L’auteur appuie son récit sur deux pro­ta­go­nistes prin­ci­paux, Laura et Tonio. Laura, issue d’une famille d’émigrés, doit vivre son homo­sexua­lité et faire face à une pan­dé­mie qui va encore com­pli­quer une situa­tion per­son­nelle et pro­fes­sion­nelle fort ten­due.
Tonio est un petit voyou qui par­ti­cipe à la marge au réseau de vente de drogues d’un caïd du coin. Il se contente des miettes. Mais, quand se pré­sente une opportunité…

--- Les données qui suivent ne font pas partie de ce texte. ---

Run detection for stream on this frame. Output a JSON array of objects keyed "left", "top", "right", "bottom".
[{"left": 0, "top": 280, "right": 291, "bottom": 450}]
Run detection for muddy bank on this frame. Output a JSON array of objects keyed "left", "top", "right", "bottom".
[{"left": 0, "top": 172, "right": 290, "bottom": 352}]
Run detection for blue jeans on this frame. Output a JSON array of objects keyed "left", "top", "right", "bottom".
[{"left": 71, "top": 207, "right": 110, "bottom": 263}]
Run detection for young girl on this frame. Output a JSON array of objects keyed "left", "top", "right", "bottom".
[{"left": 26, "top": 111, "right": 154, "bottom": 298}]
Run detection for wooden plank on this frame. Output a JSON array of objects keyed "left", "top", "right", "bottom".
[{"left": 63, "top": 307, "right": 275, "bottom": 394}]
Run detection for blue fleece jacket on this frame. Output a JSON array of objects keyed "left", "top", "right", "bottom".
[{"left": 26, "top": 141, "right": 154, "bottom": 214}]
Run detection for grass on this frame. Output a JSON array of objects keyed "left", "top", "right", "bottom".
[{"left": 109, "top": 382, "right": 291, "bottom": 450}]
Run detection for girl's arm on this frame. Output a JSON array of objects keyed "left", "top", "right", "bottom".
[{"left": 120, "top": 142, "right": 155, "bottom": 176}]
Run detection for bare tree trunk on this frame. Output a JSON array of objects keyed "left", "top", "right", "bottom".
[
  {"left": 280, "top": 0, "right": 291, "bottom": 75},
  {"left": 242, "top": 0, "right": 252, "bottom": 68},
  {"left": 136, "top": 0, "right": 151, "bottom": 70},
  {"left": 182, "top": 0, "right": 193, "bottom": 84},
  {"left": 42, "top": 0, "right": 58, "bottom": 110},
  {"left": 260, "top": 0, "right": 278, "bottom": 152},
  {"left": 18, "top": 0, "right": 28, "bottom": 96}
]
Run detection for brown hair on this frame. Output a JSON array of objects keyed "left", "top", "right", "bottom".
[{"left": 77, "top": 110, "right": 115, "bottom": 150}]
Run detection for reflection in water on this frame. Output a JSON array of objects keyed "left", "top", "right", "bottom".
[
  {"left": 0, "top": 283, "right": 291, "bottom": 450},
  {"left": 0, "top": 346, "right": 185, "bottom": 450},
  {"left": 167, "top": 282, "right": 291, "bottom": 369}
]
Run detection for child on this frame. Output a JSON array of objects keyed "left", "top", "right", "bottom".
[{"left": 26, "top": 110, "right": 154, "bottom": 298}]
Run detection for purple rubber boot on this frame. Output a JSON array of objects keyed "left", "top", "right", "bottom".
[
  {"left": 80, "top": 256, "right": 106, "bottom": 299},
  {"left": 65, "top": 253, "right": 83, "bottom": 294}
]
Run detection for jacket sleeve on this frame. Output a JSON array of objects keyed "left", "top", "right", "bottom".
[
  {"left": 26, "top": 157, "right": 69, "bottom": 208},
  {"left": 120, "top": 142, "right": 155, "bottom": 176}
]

Autour d’eux, le roman­cier décrit une société qui peine à vivre, des êtres qui cherchent à se sor­tir de leur situa­tion ou qui, à l’inverse s’y com­plaisent. Il pro­pose une théo­rie d’individus qui vont se croi­ser, dont les acti­vi­tés, licites ou non, les feront se ren­con­trer pour le pire. Et cette gale­rie est magni­fi­que­ment com­po­sée, équi­li­brée, construite avec une belle jus­tesse.
Les affres, les obs­tacles des soi­gnants sont ren­dus avec pré­ci­sion et véra­cité. Saule rend plau­sible aussi bien l’état d’esprit des éco­liers qui vou­draient retrou­ver leur uni­vers que celui de per­sonnes en per­di­tion psy­chique ou/et physique.

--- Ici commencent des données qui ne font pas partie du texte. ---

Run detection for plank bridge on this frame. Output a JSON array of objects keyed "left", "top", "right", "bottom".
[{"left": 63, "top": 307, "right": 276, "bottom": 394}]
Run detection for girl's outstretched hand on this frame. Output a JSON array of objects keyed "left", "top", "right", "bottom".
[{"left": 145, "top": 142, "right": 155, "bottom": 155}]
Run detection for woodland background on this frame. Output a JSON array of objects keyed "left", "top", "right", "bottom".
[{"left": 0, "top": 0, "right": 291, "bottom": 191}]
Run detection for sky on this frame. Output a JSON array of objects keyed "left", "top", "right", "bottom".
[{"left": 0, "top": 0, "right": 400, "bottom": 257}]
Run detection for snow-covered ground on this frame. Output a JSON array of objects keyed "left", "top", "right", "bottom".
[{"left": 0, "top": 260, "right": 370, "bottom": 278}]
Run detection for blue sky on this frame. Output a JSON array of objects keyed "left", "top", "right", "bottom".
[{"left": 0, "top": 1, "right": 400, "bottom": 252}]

Avec son titre, Tris­tan Saule joue avec les deux sens qu’on peut don­ner à ce mot, celui qui défi­nit Laura et celui qui pousse Tonio dans une situa­tion inte­nable.
Ce livre est sans cha­pitre. Cette suite de para­graphes, plus ou moins longs, pas­sant d’un acteur du drame à un autre, donne une lec­ture très facile, immergeante.

Avec ce roman noir, voire très noir, Tris­tan Saule met le pro­jec­teur sur une société igno­rée, voire reje­tée, sur des indi­vi­dus sans futur. Il signe un récit poi­gnant, d’une grande justesse.

serge per­raud

Tris­tan Saule, Héroïne — Livre II des Chro­niques de la place car­rée, Folio Poli­cier n° 977, jan­vier 2023, 352 p. — 9,20 €.